Gravitational waves as a probe for cosmology and non-standard physics

Abstract

The direct detection of Gravitational Waves (GWs) in 2015 revealed an entirely new way of studying the Universe and fundamental physics. This tremendous achievement, almost 100 years since the initial study of GWs by Einstein, allows us to see into regions invisible to our standard Electromagnetic (EM) observations, from the primordial universe to the interior of neutron stars.

In this thesis, we exploit this new probe to investigate a number of physical characteristics of the Universe and to test our current understanding of Einstein’s General Theory of Relativity. To accomplish this, we use powerful cosmological simulations, which are able to replicate the observed large-scale structure down to complex, non-linear scales.

More specifically: In Chapter 1, we review the current paradigm of cosmology, the LCDM model and its limitations. We motivate some of the fundamental assumptions and problems that we aim to tackle in the next chapters, and provide a brief introduction to GWs and their propagation in spacetime. In Chapter 2, we describe our numerical simulations and their outputs for the values of gravitational potentials.

In Chapter 3, we exploit GWs Standard Sirens, i.e. GWs observations where we are able to locate their counterpart sources in the EM spectrum, in order to constrain the level of inhomogeneities in our Universe. In parallel, we test possible degeneracies of the former with theories that modify general relativity.

In Chapter 4, we study the presence of inhomogeneities on the propagation of GWs. We derive a modified propagation equation due to the presence of matter anisotropies. We solve the latter numerically, exploiting realistic environments from numerical simulations. For this, we develop a novel ray-tracing approach. As a result, we are able to derive potential effects on the stochastic GW background and examine lensing observables and their cosmological applications.
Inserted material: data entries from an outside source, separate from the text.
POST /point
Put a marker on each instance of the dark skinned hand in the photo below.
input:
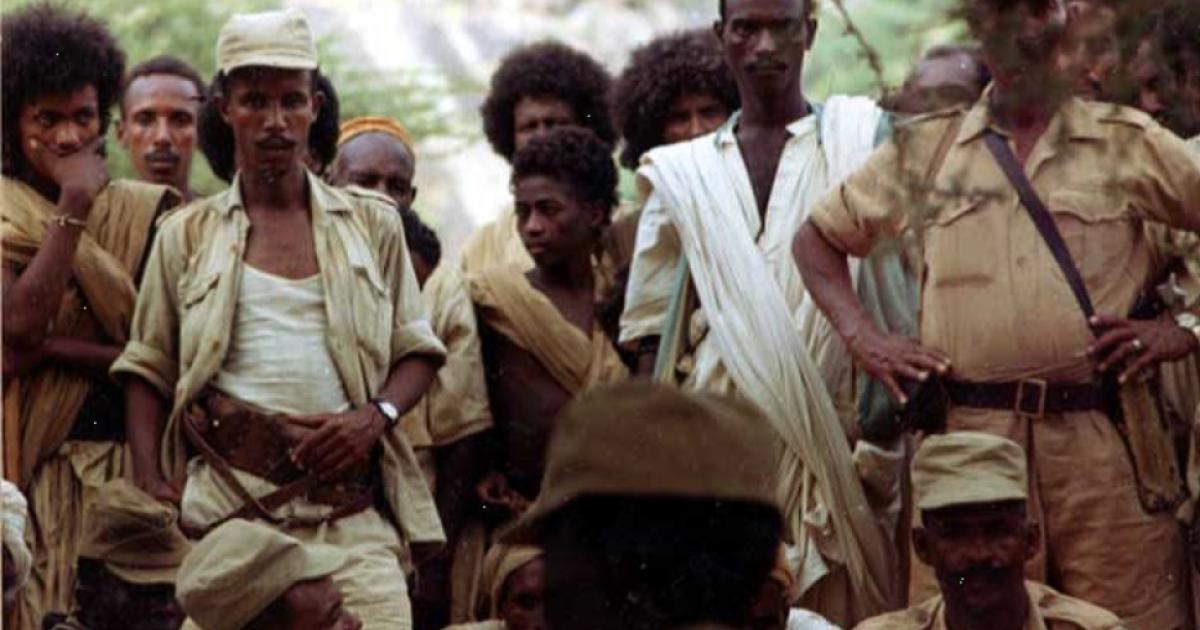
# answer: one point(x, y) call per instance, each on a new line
point(1133, 346)
point(81, 175)
point(892, 359)
point(340, 442)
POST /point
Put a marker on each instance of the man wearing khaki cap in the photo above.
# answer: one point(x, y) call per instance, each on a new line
point(281, 334)
point(246, 576)
point(658, 509)
point(971, 491)
point(127, 563)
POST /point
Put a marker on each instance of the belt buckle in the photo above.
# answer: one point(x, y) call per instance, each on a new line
point(1043, 390)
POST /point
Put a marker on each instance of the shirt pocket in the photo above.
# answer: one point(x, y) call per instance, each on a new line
point(373, 310)
point(961, 246)
point(196, 313)
point(1097, 229)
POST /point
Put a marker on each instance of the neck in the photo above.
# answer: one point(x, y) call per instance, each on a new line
point(1011, 616)
point(775, 109)
point(574, 274)
point(1024, 103)
point(274, 190)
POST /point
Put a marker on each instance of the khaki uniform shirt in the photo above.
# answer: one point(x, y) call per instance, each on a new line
point(994, 298)
point(1049, 610)
point(185, 316)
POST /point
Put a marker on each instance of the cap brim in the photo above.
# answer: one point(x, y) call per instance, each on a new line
point(144, 575)
point(281, 61)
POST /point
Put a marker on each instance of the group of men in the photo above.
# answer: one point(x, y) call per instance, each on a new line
point(923, 365)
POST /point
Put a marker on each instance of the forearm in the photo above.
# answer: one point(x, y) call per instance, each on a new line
point(826, 273)
point(145, 413)
point(33, 299)
point(408, 382)
point(89, 355)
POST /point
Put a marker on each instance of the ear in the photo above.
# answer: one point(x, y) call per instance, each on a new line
point(1032, 539)
point(921, 545)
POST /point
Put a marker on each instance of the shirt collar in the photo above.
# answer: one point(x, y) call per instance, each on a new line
point(726, 133)
point(1080, 121)
point(323, 197)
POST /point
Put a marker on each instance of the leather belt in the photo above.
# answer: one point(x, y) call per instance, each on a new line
point(1032, 396)
point(233, 436)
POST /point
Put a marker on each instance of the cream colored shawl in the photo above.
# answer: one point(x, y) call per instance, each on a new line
point(765, 349)
point(97, 306)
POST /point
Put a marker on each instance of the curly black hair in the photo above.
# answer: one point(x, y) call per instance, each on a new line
point(216, 137)
point(47, 48)
point(657, 75)
point(420, 238)
point(573, 156)
point(167, 65)
point(541, 70)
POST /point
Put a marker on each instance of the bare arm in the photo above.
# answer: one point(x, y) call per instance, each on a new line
point(887, 358)
point(145, 415)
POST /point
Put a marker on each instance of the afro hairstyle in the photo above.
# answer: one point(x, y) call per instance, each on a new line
point(657, 75)
point(46, 48)
point(546, 70)
point(575, 157)
point(216, 136)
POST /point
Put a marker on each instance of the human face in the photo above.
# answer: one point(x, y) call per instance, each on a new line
point(317, 605)
point(377, 162)
point(61, 124)
point(555, 226)
point(693, 115)
point(1020, 39)
point(941, 83)
point(765, 43)
point(1091, 52)
point(117, 605)
point(159, 127)
point(534, 115)
point(978, 552)
point(523, 603)
point(270, 112)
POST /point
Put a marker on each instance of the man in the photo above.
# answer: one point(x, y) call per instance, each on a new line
point(535, 89)
point(377, 154)
point(946, 76)
point(971, 490)
point(127, 564)
point(281, 335)
point(247, 576)
point(658, 510)
point(73, 246)
point(544, 342)
point(940, 177)
point(160, 107)
point(17, 558)
point(718, 217)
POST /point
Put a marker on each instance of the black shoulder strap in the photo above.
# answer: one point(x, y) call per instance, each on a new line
point(1042, 219)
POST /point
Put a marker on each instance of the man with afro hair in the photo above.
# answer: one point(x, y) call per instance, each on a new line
point(73, 246)
point(543, 340)
point(535, 89)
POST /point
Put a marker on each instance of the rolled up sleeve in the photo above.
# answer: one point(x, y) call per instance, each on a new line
point(153, 349)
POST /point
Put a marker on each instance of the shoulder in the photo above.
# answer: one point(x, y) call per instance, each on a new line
point(916, 618)
point(1072, 612)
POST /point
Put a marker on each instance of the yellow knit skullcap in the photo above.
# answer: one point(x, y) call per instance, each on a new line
point(358, 126)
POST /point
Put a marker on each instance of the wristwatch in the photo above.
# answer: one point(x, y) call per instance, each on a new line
point(1189, 322)
point(389, 411)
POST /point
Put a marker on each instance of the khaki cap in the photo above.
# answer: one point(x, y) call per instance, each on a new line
point(645, 439)
point(965, 467)
point(240, 568)
point(274, 39)
point(136, 535)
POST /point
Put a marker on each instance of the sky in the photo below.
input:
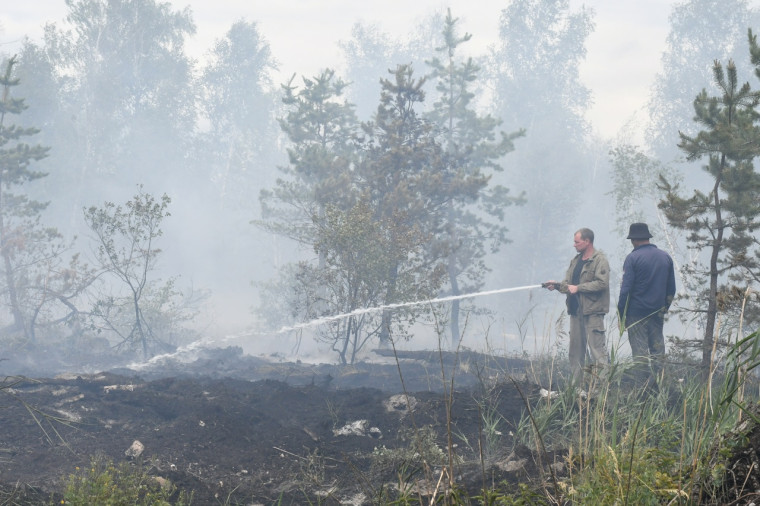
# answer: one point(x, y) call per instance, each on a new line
point(623, 53)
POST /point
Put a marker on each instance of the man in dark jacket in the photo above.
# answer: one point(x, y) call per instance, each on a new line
point(648, 288)
point(587, 286)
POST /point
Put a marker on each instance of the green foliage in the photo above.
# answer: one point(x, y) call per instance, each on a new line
point(126, 248)
point(722, 219)
point(474, 226)
point(125, 484)
point(41, 287)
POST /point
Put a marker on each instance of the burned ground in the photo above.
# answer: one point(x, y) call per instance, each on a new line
point(235, 429)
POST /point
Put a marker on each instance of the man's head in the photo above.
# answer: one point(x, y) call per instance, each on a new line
point(583, 240)
point(638, 233)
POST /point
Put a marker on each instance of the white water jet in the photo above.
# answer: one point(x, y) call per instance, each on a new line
point(189, 349)
point(377, 309)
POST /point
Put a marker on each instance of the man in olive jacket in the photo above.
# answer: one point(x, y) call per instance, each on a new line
point(587, 286)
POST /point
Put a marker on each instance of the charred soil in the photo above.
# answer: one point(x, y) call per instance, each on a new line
point(234, 429)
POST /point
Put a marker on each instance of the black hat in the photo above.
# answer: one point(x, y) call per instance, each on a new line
point(639, 231)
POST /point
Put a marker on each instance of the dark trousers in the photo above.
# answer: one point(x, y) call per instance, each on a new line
point(647, 347)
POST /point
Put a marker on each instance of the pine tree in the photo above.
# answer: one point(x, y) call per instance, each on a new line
point(722, 220)
point(473, 146)
point(19, 215)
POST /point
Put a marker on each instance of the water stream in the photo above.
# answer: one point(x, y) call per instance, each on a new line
point(206, 342)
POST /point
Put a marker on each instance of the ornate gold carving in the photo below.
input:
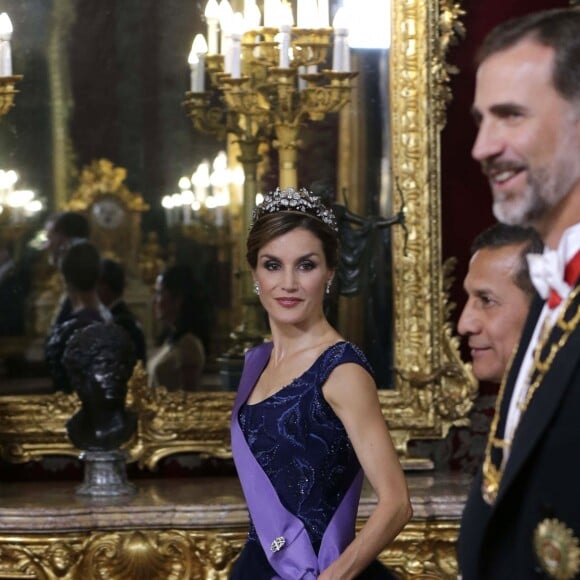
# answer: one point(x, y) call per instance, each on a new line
point(433, 388)
point(100, 178)
point(423, 550)
point(557, 549)
point(130, 555)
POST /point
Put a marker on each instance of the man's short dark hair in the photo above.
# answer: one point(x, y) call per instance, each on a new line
point(71, 224)
point(81, 266)
point(558, 29)
point(113, 276)
point(501, 235)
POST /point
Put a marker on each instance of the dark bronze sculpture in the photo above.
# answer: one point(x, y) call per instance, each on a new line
point(100, 359)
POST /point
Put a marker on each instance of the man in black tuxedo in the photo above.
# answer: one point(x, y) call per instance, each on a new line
point(63, 230)
point(522, 517)
point(499, 293)
point(110, 289)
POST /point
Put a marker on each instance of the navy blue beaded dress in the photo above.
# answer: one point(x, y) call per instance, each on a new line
point(305, 451)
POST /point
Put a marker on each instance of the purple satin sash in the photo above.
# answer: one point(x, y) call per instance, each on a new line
point(296, 559)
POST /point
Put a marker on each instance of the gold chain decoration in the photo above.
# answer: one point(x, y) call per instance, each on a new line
point(492, 475)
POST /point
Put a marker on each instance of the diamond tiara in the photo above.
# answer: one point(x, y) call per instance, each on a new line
point(300, 200)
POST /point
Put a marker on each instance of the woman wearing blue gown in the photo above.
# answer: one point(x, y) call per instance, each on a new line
point(307, 424)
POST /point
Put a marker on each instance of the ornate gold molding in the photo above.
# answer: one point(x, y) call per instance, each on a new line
point(130, 555)
point(423, 550)
point(434, 389)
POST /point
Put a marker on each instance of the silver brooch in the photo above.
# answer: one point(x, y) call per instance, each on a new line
point(278, 544)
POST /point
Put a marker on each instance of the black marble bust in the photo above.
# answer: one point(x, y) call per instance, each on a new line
point(99, 360)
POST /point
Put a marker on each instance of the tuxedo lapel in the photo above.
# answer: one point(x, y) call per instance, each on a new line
point(543, 405)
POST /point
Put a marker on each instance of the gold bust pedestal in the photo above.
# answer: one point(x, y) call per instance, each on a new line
point(189, 528)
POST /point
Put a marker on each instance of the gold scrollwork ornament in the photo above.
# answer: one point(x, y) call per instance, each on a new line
point(557, 549)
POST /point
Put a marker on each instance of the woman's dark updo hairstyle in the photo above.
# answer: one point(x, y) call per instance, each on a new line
point(273, 225)
point(195, 312)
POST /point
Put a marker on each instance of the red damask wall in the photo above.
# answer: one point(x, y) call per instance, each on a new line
point(466, 200)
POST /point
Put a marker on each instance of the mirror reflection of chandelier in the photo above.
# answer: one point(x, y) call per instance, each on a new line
point(16, 205)
point(206, 195)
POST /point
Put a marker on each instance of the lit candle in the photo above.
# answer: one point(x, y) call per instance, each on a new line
point(323, 14)
point(340, 47)
point(236, 50)
point(197, 63)
point(272, 13)
point(212, 18)
point(5, 49)
point(193, 62)
point(286, 21)
point(307, 14)
point(225, 15)
point(252, 15)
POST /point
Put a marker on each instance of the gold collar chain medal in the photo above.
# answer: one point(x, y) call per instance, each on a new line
point(567, 322)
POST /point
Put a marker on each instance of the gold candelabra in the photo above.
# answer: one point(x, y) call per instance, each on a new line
point(270, 99)
point(7, 93)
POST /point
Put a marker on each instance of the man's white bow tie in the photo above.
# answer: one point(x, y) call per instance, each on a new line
point(548, 272)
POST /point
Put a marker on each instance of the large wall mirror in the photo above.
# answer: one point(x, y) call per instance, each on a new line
point(104, 83)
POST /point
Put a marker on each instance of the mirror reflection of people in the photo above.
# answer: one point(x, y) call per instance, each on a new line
point(63, 229)
point(13, 291)
point(99, 359)
point(80, 269)
point(111, 288)
point(522, 517)
point(180, 359)
point(307, 422)
point(499, 292)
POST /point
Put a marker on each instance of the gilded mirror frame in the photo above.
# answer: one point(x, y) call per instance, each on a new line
point(433, 390)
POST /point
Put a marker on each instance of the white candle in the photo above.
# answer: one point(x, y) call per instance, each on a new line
point(323, 14)
point(338, 50)
point(212, 18)
point(193, 61)
point(286, 20)
point(236, 43)
point(272, 13)
point(252, 15)
point(307, 14)
point(199, 49)
point(5, 48)
point(226, 16)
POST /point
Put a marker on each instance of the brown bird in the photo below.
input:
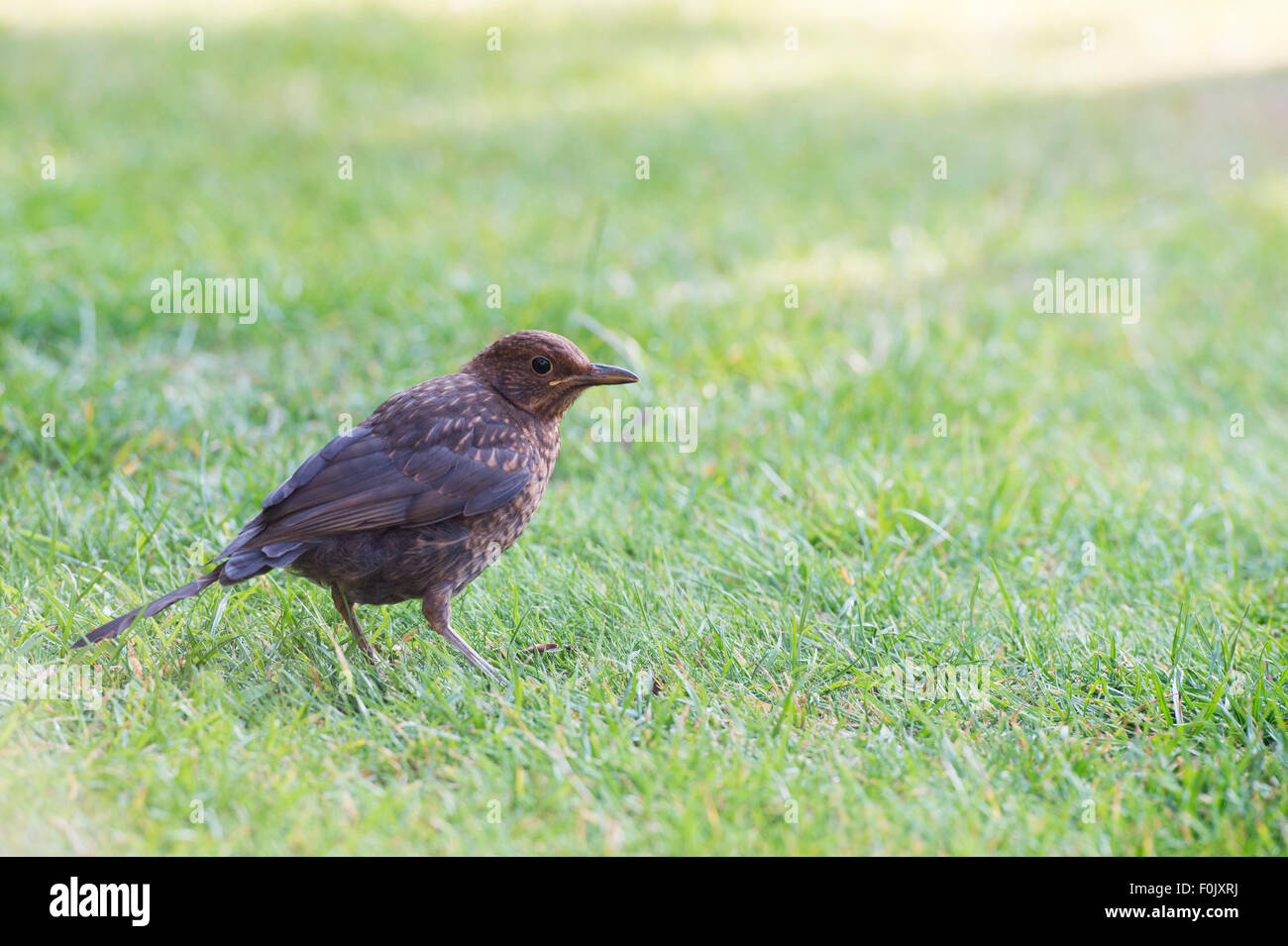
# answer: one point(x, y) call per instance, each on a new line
point(421, 495)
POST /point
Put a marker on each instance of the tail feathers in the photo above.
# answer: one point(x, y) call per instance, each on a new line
point(117, 624)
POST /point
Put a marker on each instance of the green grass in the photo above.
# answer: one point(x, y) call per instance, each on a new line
point(819, 533)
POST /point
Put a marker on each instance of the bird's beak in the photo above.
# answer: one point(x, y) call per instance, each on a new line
point(608, 374)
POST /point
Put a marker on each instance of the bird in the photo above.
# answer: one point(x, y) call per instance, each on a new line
point(417, 499)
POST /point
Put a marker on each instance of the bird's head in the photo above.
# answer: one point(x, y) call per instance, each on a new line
point(541, 372)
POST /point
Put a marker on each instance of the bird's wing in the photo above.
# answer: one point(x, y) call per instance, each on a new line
point(366, 480)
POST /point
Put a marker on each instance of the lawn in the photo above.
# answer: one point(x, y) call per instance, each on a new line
point(941, 573)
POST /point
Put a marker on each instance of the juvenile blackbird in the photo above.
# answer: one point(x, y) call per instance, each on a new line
point(421, 495)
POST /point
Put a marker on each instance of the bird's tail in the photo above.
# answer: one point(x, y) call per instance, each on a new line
point(117, 624)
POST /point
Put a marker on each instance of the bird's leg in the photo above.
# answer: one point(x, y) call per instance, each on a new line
point(342, 604)
point(438, 611)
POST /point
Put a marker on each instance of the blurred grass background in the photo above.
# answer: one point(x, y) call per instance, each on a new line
point(819, 532)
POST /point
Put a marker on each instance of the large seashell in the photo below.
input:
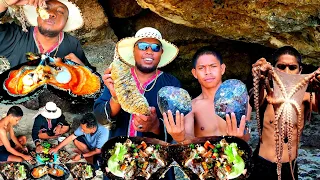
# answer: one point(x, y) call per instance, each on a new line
point(231, 96)
point(173, 99)
point(65, 78)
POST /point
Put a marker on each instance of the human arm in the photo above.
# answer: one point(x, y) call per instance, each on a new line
point(63, 143)
point(6, 143)
point(14, 138)
point(106, 107)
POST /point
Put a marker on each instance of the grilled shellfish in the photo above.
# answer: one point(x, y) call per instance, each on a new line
point(67, 76)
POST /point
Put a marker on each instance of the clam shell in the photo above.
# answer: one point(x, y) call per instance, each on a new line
point(173, 99)
point(5, 177)
point(7, 97)
point(231, 96)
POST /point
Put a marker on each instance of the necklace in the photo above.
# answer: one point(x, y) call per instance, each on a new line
point(144, 89)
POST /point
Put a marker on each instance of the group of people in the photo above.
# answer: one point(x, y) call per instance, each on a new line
point(146, 52)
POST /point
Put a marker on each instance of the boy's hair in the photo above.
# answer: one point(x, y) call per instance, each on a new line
point(287, 50)
point(90, 120)
point(15, 111)
point(205, 50)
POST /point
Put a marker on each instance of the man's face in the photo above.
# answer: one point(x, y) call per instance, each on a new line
point(208, 71)
point(147, 59)
point(58, 16)
point(85, 129)
point(14, 120)
point(288, 64)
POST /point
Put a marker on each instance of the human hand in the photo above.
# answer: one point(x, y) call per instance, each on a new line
point(148, 123)
point(108, 81)
point(57, 130)
point(39, 148)
point(53, 150)
point(73, 58)
point(175, 129)
point(232, 129)
point(27, 157)
point(35, 3)
point(76, 157)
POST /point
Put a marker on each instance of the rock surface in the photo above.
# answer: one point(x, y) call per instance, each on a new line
point(271, 23)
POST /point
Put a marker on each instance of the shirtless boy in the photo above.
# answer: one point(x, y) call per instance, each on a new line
point(7, 150)
point(202, 121)
point(288, 60)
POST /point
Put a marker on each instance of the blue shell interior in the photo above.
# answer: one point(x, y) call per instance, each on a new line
point(232, 96)
point(173, 99)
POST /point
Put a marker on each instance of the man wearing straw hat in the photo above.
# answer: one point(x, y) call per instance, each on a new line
point(49, 123)
point(46, 35)
point(146, 52)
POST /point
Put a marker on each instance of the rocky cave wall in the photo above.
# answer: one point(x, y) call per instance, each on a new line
point(243, 31)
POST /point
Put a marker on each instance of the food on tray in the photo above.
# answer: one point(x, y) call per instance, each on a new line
point(40, 171)
point(129, 160)
point(220, 161)
point(63, 156)
point(16, 171)
point(82, 171)
point(56, 172)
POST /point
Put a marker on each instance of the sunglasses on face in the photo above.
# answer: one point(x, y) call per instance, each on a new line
point(144, 46)
point(284, 66)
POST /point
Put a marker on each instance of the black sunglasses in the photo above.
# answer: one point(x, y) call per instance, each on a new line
point(144, 46)
point(284, 66)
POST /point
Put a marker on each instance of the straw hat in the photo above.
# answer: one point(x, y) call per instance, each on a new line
point(125, 47)
point(75, 19)
point(50, 111)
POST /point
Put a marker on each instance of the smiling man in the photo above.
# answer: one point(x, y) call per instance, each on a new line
point(44, 35)
point(146, 52)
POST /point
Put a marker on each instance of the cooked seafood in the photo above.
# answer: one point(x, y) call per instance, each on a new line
point(76, 79)
point(16, 171)
point(220, 161)
point(40, 171)
point(129, 160)
point(63, 156)
point(129, 97)
point(56, 172)
point(82, 171)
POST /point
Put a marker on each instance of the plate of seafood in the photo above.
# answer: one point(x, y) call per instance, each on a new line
point(64, 77)
point(215, 157)
point(14, 171)
point(81, 170)
point(54, 171)
point(135, 158)
point(64, 156)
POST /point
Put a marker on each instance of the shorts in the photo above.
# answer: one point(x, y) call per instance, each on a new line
point(4, 154)
point(96, 158)
point(264, 169)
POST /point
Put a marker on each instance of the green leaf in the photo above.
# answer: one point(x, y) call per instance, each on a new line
point(116, 158)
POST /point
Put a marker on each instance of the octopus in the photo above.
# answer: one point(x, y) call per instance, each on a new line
point(287, 95)
point(129, 97)
point(76, 79)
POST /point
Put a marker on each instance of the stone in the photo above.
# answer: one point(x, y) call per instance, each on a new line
point(270, 23)
point(123, 8)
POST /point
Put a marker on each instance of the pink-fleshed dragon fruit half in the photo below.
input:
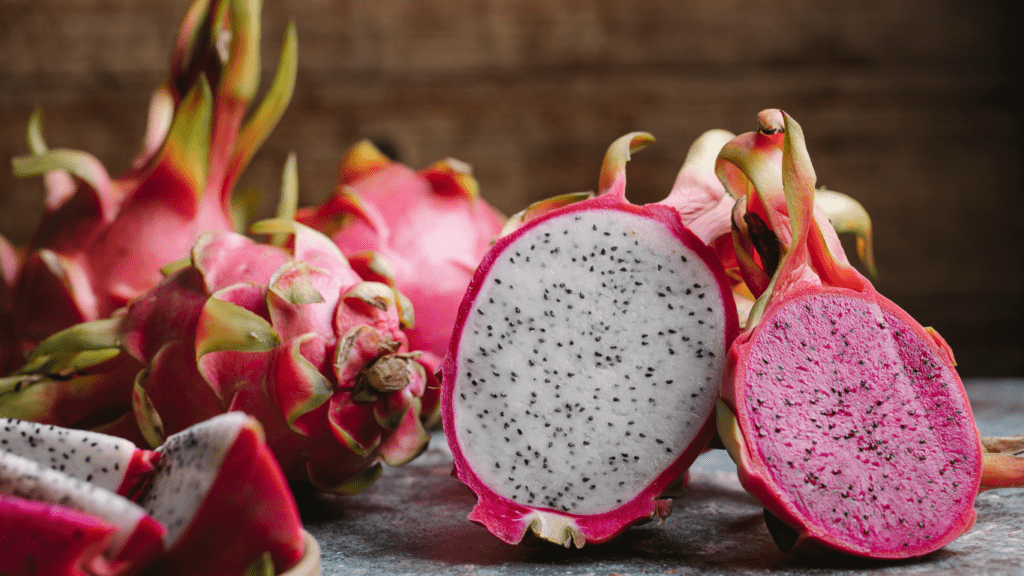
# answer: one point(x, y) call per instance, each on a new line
point(290, 334)
point(583, 371)
point(427, 231)
point(846, 417)
point(102, 240)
Finally, in Chapter 5, we investigate the power of galaxies’ clustering on a statistical method of determination of the Hubble-Lemaˆıtre parameter based on GWs. Since the majority of GWs observations will not have an EM counterpart, we can combine in a statistical way, the galaxies that reside within the GWs sky localisation region, in order to determine H0. We estimate the capabilities of the method, in realistic environments with clustered galaxies, from numerical simulations. At the same time, we evaluate the importance of clustering, when galaxies are missing from survey catalogues, due to observational limitations.